// the find
Stream-AD/MIDAS
Anomaly Detection on Dynamic (time-evolving) Graphs in Real-time and Streaming manner. Detecting intrusions (DoS and DDoS attacks), frauds, fake rating anomalies.
MIDAS is a streaming anomaly detection algorithm for edge streams in dynamic graphs, backed by two peer-reviewed papers (AAAI 2020, TKDD 2022). It uses Count-Min Sketches to flag sudden microclusters — bursts of similar edges arriving together — which maps well to DDoS detection, fake rating spikes, and financial fraud. Aimed at researchers and security engineers who need constant-memory, real-time scoring on high-volume edge streams.

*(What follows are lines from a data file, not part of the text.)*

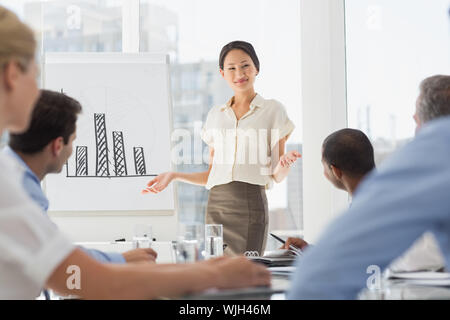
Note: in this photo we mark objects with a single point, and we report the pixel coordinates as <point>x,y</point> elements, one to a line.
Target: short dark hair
<point>350,151</point>
<point>434,99</point>
<point>240,45</point>
<point>55,115</point>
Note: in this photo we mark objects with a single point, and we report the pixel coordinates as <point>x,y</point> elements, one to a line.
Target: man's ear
<point>56,146</point>
<point>336,172</point>
<point>10,75</point>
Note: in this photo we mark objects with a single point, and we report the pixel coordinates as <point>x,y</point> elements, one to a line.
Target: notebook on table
<point>274,258</point>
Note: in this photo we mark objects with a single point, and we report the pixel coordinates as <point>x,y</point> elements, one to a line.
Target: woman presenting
<point>246,137</point>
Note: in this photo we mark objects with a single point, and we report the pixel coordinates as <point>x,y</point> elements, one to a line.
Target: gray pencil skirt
<point>242,210</point>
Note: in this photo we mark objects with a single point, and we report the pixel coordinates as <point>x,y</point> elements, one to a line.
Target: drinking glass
<point>142,236</point>
<point>213,240</point>
<point>190,242</point>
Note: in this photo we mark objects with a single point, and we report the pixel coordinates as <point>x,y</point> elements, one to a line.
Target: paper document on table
<point>282,271</point>
<point>422,278</point>
<point>275,258</point>
<point>420,275</point>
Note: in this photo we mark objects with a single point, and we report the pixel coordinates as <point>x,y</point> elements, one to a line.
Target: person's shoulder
<point>272,105</point>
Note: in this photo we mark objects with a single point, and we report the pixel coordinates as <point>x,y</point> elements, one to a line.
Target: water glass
<point>142,236</point>
<point>213,240</point>
<point>190,243</point>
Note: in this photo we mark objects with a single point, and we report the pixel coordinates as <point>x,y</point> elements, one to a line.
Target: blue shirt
<point>32,186</point>
<point>406,196</point>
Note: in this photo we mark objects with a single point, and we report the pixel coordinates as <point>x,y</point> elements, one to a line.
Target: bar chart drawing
<point>120,161</point>
<point>102,155</point>
<point>81,161</point>
<point>139,160</point>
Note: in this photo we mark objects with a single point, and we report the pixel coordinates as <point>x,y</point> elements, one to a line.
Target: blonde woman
<point>34,254</point>
<point>246,137</point>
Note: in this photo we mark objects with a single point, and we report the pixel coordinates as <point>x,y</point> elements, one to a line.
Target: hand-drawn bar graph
<point>101,145</point>
<point>139,160</point>
<point>102,162</point>
<point>81,161</point>
<point>120,162</point>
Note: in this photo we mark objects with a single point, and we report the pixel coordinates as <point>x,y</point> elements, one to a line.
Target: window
<point>391,47</point>
<point>194,32</point>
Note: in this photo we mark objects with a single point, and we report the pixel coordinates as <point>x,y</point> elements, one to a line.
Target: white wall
<point>324,106</point>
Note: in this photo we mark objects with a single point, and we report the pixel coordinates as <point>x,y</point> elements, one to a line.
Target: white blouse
<point>243,148</point>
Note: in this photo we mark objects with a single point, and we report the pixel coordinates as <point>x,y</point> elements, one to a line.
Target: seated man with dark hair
<point>347,157</point>
<point>45,147</point>
<point>393,207</point>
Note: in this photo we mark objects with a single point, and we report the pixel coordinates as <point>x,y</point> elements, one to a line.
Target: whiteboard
<point>123,133</point>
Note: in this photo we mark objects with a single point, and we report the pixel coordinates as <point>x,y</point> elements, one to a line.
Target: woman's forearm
<point>142,282</point>
<point>198,178</point>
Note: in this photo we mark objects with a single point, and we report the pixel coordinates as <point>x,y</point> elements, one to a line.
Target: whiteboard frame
<point>101,57</point>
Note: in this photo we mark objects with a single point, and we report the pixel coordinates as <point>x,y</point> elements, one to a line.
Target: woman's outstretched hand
<point>159,183</point>
<point>289,158</point>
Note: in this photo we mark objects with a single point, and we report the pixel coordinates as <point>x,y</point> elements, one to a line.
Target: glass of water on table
<point>142,236</point>
<point>213,240</point>
<point>190,242</point>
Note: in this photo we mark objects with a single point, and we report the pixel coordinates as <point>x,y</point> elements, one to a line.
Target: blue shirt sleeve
<point>396,204</point>
<point>105,257</point>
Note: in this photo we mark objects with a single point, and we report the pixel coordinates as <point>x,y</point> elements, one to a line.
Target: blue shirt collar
<point>10,152</point>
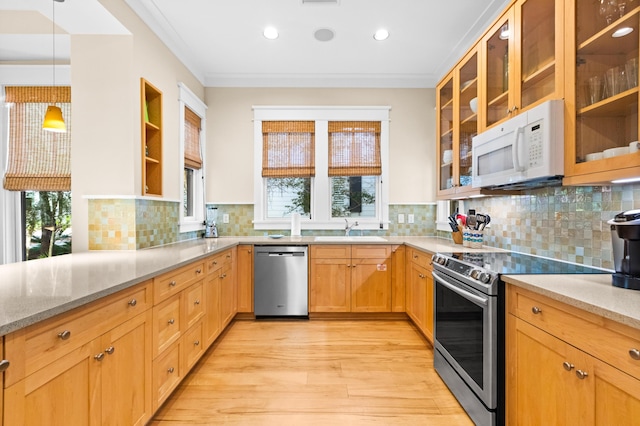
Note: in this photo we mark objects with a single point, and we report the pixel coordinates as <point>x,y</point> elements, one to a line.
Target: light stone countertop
<point>39,289</point>
<point>592,293</point>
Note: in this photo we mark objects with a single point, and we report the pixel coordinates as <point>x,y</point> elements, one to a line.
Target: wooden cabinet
<point>151,126</point>
<point>244,276</point>
<point>602,94</point>
<point>107,363</point>
<point>398,285</point>
<point>419,291</point>
<point>516,64</point>
<point>354,278</point>
<point>567,366</point>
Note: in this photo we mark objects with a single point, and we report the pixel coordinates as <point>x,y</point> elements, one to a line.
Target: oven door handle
<point>467,295</point>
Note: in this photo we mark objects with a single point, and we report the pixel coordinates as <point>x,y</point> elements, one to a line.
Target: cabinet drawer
<point>193,307</point>
<point>605,339</point>
<point>166,324</point>
<point>193,345</point>
<point>43,343</point>
<point>171,283</point>
<point>216,261</point>
<point>420,257</point>
<point>166,375</point>
<point>370,251</point>
<point>338,251</point>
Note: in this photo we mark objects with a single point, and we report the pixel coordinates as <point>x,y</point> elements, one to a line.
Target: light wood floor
<point>317,372</point>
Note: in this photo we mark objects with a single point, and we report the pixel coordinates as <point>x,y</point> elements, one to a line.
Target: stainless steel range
<point>469,323</point>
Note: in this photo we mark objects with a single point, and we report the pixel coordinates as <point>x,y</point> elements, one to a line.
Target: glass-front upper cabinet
<point>468,113</point>
<point>498,54</point>
<point>445,130</point>
<point>603,84</point>
<point>540,38</point>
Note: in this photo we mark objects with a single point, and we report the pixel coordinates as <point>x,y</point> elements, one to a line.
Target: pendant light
<point>53,121</point>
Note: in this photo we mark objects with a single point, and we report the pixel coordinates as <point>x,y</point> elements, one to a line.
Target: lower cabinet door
<point>167,373</point>
<point>126,372</point>
<point>44,397</point>
<point>370,285</point>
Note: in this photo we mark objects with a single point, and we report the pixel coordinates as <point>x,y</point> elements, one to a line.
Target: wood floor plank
<point>317,372</point>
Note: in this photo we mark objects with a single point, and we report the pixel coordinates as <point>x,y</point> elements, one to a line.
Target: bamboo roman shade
<point>288,149</point>
<point>192,123</point>
<point>38,160</point>
<point>354,148</point>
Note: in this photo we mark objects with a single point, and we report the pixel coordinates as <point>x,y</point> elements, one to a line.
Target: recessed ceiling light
<point>324,34</point>
<point>270,33</point>
<point>621,32</point>
<point>381,34</point>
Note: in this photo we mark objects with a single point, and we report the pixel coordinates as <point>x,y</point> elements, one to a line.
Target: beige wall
<point>229,153</point>
<point>105,86</point>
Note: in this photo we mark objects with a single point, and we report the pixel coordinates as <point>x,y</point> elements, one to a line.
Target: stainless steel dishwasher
<point>281,281</point>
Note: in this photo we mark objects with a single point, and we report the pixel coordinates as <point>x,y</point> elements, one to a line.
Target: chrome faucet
<point>348,228</point>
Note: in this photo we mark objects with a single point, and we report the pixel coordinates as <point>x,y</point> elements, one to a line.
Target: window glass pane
<point>288,195</point>
<point>47,223</point>
<point>353,196</point>
<point>187,193</point>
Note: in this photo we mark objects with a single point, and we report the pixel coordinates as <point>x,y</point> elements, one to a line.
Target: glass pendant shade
<point>53,121</point>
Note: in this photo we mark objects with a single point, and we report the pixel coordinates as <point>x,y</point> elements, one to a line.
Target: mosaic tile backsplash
<point>128,224</point>
<point>567,223</point>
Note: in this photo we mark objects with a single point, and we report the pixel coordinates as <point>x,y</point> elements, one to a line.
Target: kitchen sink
<point>354,238</point>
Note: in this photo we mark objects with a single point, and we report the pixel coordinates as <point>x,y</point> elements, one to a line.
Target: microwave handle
<point>514,152</point>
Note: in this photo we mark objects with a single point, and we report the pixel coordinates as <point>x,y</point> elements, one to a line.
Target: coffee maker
<point>625,239</point>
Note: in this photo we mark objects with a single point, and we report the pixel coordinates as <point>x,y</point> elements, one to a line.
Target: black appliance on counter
<point>625,239</point>
<point>469,323</point>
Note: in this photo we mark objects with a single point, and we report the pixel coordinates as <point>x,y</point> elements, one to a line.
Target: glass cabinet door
<point>497,55</point>
<point>537,31</point>
<point>445,132</point>
<point>468,113</point>
<point>606,86</point>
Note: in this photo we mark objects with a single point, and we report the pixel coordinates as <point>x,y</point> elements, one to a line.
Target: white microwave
<point>524,151</point>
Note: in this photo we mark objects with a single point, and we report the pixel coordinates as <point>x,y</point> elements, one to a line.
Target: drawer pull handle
<point>64,335</point>
<point>581,374</point>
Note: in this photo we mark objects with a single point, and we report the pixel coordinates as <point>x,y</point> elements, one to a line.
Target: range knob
<point>484,277</point>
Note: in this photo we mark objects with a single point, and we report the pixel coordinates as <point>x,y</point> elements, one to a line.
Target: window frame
<point>320,184</point>
<point>193,223</point>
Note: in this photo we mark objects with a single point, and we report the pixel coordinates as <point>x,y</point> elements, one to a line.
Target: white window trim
<point>196,222</point>
<point>321,204</point>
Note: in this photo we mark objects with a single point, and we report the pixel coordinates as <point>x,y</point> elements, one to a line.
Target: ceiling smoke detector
<point>324,34</point>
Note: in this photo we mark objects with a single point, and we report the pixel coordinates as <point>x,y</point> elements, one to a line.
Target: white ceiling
<point>221,42</point>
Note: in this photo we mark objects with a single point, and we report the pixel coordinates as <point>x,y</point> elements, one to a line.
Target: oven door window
<point>459,329</point>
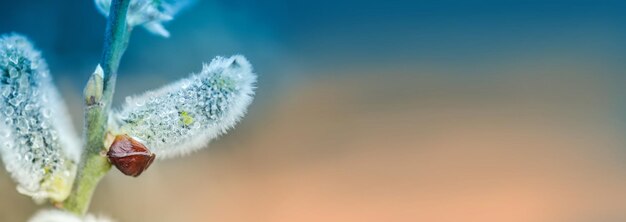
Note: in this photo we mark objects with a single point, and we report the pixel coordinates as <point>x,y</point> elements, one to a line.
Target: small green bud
<point>95,87</point>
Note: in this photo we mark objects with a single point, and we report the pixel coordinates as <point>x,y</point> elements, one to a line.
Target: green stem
<point>94,164</point>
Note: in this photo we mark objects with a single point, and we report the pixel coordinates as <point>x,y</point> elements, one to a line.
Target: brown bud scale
<point>129,155</point>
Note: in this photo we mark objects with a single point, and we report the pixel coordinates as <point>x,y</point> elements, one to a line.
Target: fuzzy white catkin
<point>148,13</point>
<point>37,142</point>
<point>63,216</point>
<point>186,115</point>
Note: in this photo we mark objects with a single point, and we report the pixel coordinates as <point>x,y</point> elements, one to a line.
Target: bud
<point>95,86</point>
<point>129,155</point>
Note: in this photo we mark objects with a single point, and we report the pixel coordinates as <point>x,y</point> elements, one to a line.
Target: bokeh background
<point>424,110</point>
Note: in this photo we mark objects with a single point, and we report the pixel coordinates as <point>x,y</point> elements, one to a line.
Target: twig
<point>93,164</point>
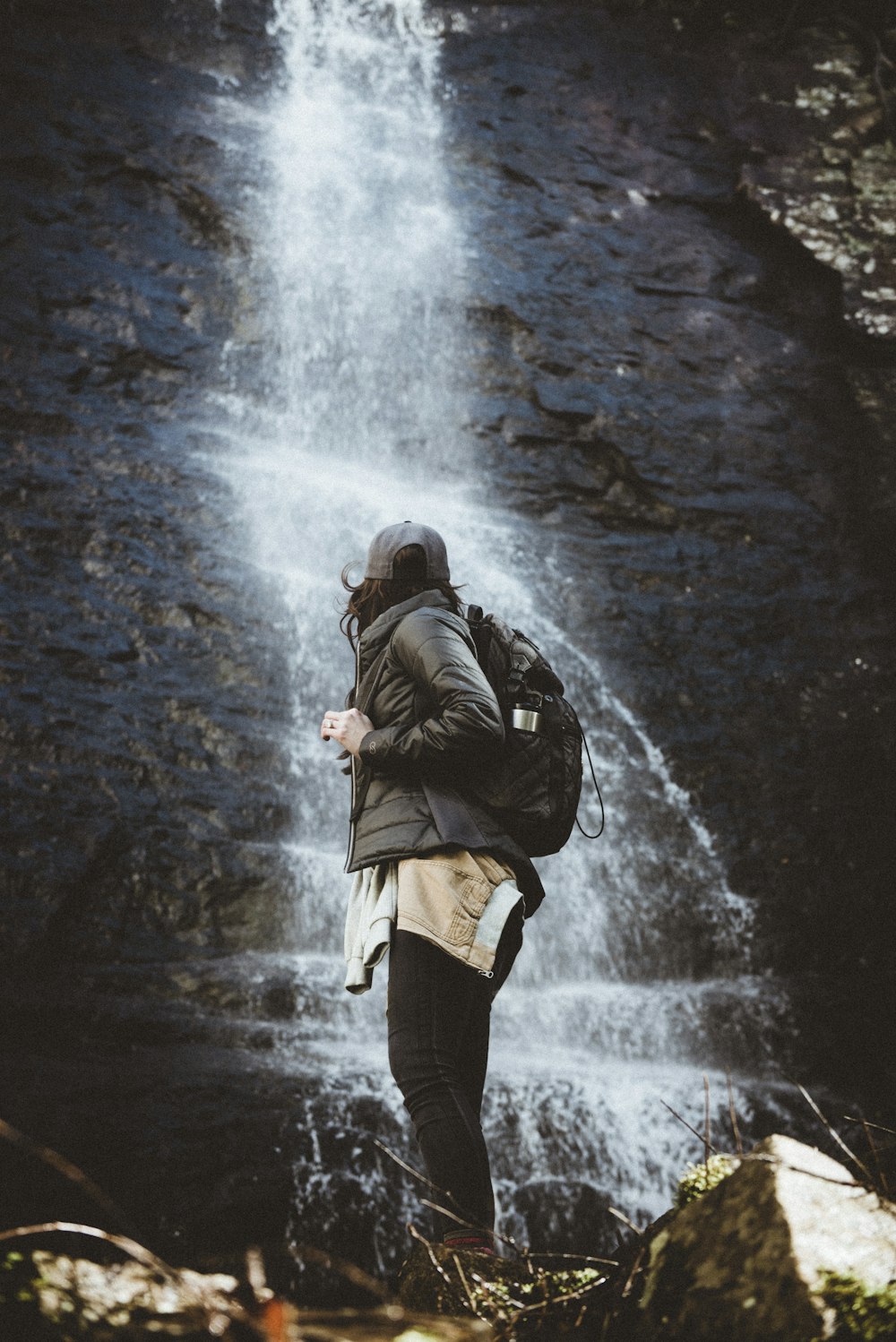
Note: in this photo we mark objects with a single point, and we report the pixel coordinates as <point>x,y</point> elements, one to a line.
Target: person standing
<point>436,879</point>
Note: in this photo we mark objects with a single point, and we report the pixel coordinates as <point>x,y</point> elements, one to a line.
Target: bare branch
<point>56,1161</point>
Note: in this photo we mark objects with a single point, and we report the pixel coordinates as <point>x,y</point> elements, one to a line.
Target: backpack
<point>536,786</point>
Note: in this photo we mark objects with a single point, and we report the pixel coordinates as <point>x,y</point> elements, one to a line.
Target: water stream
<point>637,976</point>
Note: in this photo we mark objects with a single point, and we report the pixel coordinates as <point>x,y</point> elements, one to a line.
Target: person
<point>436,879</point>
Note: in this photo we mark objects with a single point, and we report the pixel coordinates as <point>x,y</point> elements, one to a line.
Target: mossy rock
<point>518,1296</point>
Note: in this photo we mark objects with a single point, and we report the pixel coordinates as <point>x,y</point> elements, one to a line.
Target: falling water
<point>356,417</point>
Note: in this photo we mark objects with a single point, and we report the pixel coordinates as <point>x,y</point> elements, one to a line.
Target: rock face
<point>749,1259</point>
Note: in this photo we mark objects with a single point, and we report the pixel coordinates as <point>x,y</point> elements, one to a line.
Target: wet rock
<point>752,1258</point>
<point>834,191</point>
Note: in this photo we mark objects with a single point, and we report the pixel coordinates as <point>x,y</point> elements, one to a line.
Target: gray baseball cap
<point>386,544</point>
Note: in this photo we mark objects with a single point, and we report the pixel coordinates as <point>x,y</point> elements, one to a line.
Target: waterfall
<point>637,975</point>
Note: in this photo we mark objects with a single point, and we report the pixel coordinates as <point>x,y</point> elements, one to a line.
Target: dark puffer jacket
<point>436,724</point>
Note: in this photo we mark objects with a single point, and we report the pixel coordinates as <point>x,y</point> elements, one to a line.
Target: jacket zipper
<point>353,762</point>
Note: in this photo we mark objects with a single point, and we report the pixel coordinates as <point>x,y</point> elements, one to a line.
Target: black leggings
<point>439,1015</point>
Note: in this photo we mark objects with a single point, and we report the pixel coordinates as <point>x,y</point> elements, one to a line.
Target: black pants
<point>439,1016</point>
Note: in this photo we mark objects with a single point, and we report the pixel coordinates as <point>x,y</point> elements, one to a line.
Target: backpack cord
<point>596,789</point>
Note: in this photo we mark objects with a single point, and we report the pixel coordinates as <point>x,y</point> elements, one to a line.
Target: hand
<point>349,727</point>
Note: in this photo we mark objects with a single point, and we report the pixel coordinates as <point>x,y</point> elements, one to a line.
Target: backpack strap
<point>480,632</point>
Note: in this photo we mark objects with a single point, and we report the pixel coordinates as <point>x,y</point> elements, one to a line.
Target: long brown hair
<point>372,596</point>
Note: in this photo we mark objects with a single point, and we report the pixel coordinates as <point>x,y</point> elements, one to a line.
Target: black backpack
<point>536,787</point>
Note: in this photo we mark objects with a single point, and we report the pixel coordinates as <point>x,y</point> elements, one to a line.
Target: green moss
<point>863,1312</point>
<point>699,1178</point>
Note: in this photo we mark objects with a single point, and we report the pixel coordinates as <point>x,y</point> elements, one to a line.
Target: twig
<point>415,1234</point>
<point>872,1144</point>
<point>866,1123</point>
<point>636,1269</point>
<point>437,1207</point>
<point>834,1133</point>
<point>58,1163</point>
<point>121,1242</point>
<point>625,1220</point>
<point>675,1114</point>
<point>734,1117</point>
<point>541,1306</point>
<point>578,1258</point>
<point>466,1286</point>
<point>343,1267</point>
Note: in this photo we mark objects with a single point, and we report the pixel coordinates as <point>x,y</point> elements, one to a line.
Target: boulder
<point>752,1260</point>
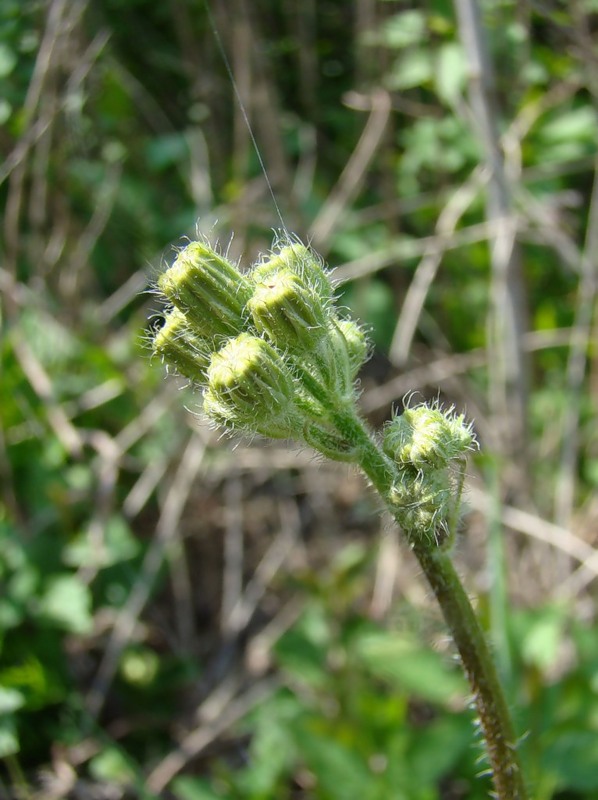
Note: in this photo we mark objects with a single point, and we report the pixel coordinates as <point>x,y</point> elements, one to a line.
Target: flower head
<point>208,289</point>
<point>250,387</point>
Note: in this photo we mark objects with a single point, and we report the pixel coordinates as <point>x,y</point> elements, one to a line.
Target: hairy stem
<point>459,616</point>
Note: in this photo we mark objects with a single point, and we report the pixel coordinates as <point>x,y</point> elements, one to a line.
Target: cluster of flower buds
<point>428,447</point>
<point>267,347</point>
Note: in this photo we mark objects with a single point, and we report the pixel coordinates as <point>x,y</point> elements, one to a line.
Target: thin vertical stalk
<point>460,618</point>
<point>508,392</point>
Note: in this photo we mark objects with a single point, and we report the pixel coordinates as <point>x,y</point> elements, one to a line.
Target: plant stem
<point>460,617</point>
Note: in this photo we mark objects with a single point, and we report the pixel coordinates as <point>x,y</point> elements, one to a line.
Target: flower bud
<point>303,262</point>
<point>288,312</point>
<point>421,500</point>
<point>427,437</point>
<point>182,348</point>
<point>251,387</point>
<point>350,337</point>
<point>208,289</point>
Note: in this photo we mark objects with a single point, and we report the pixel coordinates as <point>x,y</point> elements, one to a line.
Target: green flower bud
<point>348,335</point>
<point>208,289</point>
<point>303,262</point>
<point>329,443</point>
<point>251,387</point>
<point>178,345</point>
<point>422,500</point>
<point>288,312</point>
<point>426,436</point>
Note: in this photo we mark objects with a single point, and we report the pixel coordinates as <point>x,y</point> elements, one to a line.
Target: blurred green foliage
<point>120,131</point>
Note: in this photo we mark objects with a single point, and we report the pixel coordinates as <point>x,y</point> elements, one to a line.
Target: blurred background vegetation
<point>180,619</point>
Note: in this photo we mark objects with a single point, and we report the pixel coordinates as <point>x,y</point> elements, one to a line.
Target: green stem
<point>459,616</point>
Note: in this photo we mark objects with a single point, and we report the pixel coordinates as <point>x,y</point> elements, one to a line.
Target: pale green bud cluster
<point>267,347</point>
<point>428,445</point>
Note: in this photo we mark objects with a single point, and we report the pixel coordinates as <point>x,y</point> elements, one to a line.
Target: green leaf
<point>9,740</point>
<point>413,69</point>
<point>577,124</point>
<point>118,545</point>
<point>340,771</point>
<point>401,30</point>
<point>112,765</point>
<point>572,759</point>
<point>67,602</point>
<point>541,642</point>
<point>10,700</point>
<point>187,788</point>
<point>406,664</point>
<point>450,72</point>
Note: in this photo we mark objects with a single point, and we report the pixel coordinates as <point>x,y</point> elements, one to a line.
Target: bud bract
<point>178,344</point>
<point>208,289</point>
<point>251,387</point>
<point>300,260</point>
<point>287,311</point>
<point>350,337</point>
<point>421,500</point>
<point>426,436</point>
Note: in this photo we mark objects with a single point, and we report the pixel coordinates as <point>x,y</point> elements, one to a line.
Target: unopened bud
<point>208,289</point>
<point>300,260</point>
<point>427,437</point>
<point>350,336</point>
<point>251,387</point>
<point>421,500</point>
<point>178,345</point>
<point>288,312</point>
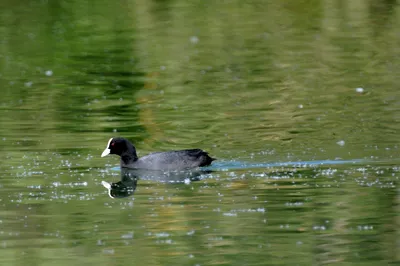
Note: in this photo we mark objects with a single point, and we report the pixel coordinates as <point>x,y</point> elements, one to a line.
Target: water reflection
<point>129,178</point>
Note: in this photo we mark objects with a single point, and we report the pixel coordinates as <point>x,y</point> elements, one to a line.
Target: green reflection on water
<point>252,82</point>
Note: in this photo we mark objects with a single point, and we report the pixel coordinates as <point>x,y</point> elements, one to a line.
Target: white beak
<point>107,150</point>
<point>106,185</point>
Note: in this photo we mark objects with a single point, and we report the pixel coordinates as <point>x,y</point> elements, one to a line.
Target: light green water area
<point>298,100</point>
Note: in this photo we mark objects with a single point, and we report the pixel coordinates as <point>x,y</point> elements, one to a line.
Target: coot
<point>170,160</point>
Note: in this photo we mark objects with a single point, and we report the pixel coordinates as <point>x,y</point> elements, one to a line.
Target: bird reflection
<point>129,178</point>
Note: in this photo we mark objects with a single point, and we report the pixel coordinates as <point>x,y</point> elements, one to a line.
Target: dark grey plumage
<point>170,160</point>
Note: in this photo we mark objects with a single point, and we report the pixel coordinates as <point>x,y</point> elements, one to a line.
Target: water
<point>297,101</point>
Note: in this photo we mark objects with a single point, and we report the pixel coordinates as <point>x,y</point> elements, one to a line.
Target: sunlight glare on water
<point>298,101</point>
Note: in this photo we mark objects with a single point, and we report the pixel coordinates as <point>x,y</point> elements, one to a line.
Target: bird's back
<point>173,160</point>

The core algorithm is genuinely elegant: constant memory and O(1) update time regardless of graph size, with theoretical false-positive guarantees — not just empirical claims. The header-only C++ design means you can drop four .hpp files into any project and start scoring edges immediately. Multiple independent ports exist (Python, Go, Rust, Julia, R, Java), which is a good signal the algorithm is clean enough to reimplement. The DARPA benchmark results are reproducible via a dedicated Reproducible.cpp with hardcoded seeds.
Last meaningful commit was 2024-01-10 and the primary author has moved on — the 'OldImplementation' branch being archived and a CHANGELOG that trails off are signs of a finished research artifact, not a maintained library. There is no streaming input interface; you must implement your own data ingestion loop around the core, with a hardcoded CSV demo as the only example. The customization story is 'edit Demo.cpp and recompile', with no config file or runtime parameters. Evaluation tooling leans on a Python sklearn subprocess for ROC-AUC, which is awkward if you're embedding this in a C++ pipeline.